74. Мой отец обменивается запретными словами с Анной Маленькой. Мне не нужно покидать свою комнату, чтобы узнать это. Мы, говорит он ей, мы вдвоем, и слово отдается в воздухе. Сейчас, пойдем со мной сейчас, говорит он ей. Существует мало истинных слов, твердых как скала, на которых можно построить жизнь, – их он разрушает. Он верит, что: может вместе с ней выбрать свои слова и создать свой личный язык с помощью своих собственных «я», «ты», «здесь и сейчас». Но личного языка не может быть. Их интимное «ты» в то же время и мое «ты». Что бы они ни сказали друг другу, даже в самую глухую полночь, они говорят общими словами – если только не лопочут, как обезьяны. Разве я могу говорить с Хендриком как прежде, если они портят мою речь? Как мне говорить с ними?

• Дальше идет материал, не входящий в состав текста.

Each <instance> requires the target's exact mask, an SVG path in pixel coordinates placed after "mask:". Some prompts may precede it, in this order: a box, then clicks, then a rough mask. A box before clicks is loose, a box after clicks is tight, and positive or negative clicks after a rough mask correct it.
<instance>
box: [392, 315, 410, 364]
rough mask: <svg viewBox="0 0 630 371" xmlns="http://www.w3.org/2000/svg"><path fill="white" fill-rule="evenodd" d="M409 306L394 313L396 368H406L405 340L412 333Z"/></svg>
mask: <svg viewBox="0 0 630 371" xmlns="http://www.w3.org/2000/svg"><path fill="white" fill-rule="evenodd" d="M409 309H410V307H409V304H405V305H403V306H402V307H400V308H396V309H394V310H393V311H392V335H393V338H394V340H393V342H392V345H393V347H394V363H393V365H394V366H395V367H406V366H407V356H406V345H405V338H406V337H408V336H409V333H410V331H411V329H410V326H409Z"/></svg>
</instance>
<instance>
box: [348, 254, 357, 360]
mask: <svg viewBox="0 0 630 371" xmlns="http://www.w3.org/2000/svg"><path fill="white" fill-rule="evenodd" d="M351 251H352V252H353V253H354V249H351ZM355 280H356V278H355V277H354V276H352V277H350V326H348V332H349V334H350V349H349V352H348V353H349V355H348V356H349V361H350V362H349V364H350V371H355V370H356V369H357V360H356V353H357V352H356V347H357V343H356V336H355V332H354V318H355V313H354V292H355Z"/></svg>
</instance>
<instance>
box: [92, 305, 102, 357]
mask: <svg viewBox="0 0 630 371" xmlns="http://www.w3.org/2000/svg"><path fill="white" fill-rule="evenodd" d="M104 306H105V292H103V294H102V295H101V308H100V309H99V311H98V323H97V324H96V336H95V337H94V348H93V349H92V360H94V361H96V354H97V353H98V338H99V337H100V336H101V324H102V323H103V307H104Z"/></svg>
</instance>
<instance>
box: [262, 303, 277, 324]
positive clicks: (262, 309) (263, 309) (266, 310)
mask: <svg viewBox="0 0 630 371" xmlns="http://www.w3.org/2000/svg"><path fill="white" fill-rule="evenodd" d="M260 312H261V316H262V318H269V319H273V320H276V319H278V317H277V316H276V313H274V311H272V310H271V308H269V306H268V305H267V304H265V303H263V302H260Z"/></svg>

75. Проходят дни и ночи, свет в моей затененной ставнями комнате становится серовато-зеленым и темнеет до черноты, старая Анна появляется и исчезает и вновь появляется то с горшком, то с тарелкой, бормоча, кудахтая. Я лежу, окруженная собственными временными циклами, вне истинного времени мира, в то время как мой отец и жена Хендрика следуют своими путями, прямыми как стрела, от похоти к завоеванию, от беспомощности к облегчению капитуляции. Теперь они уже покончили с лестью, подарками и робкими кивками головы. Хендрика отсылают в самые отдаленные уголки фермы, дав задание уничтожить клещей у овец. Мой отец стреноживает лошадь рядом с домом своего слуги. Он запирает за собой дверь. Девушка пытается оттолкнуть его руки, но она испытывает благоговейный трепет перед тем, что должно произойти. Он раздевает ее и укладывает на матрас своего слуги, набитый кокосовыми волокнами. Она безвольно лежит в его руках. Он ложится с нею и качается вместе с нею, совершая акт, о котором я знаю достаточно, чтобы понимать, что он нарушает законы морали.